SA Bugzilla – Bug 4912
RFE: Maintain a SpamAssassin corpus of messages
Last modified: 2019-07-08 10:41:10 UTC
This was a suggested idea for the Google Summer of Code 2006; I'm adding it to the bugzilla for future use, and in case anyone feels like implementing it. Subject ID: spamassassin-corpus Keywords: corpora, mail, collection, perl, community Description: Theo said: 'I'd almost rather we shift this around and make a "SpamAssassin Corpora", have all of us focus on making that the best it can be, and use that for mass-checks, etc.' This could be a good possibility. Contributors can upload their own mail corpora to a central web app where the mass-check occurs. The mail collections could be quickly checked for validity, and tagged based on how much privacy the user wants for their mails (therefore controlling further redistribution of those mails). Related to 'spamassassin-easy-mass-check' above. Possible Mentors: Justin Mason (jm at jmason.org), Theo Van Dinter (felicity-at- apache.org)

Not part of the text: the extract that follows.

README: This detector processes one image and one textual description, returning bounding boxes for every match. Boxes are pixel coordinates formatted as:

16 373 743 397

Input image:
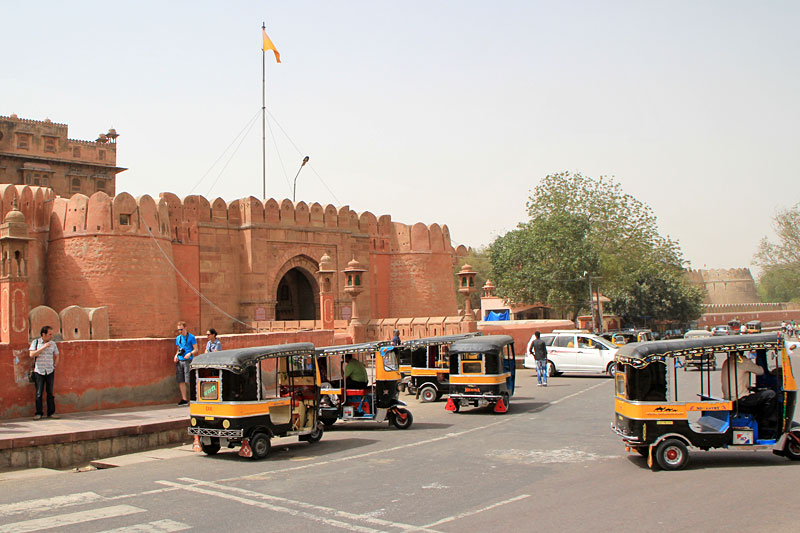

note btw that the zone nowadays includes a large corpus of messages from 3-4 contributors -- it's not public per se, but it is uploaded regularly to the zone. mass-check results are visible as "bb-foo" at http://ruleqa.spamassassin.org/ .
Closing old stale bug. I think there is no point in a centralized corpora / mass check server these days, it's also a can of worms for privacy. Masscheckers do just fine locally.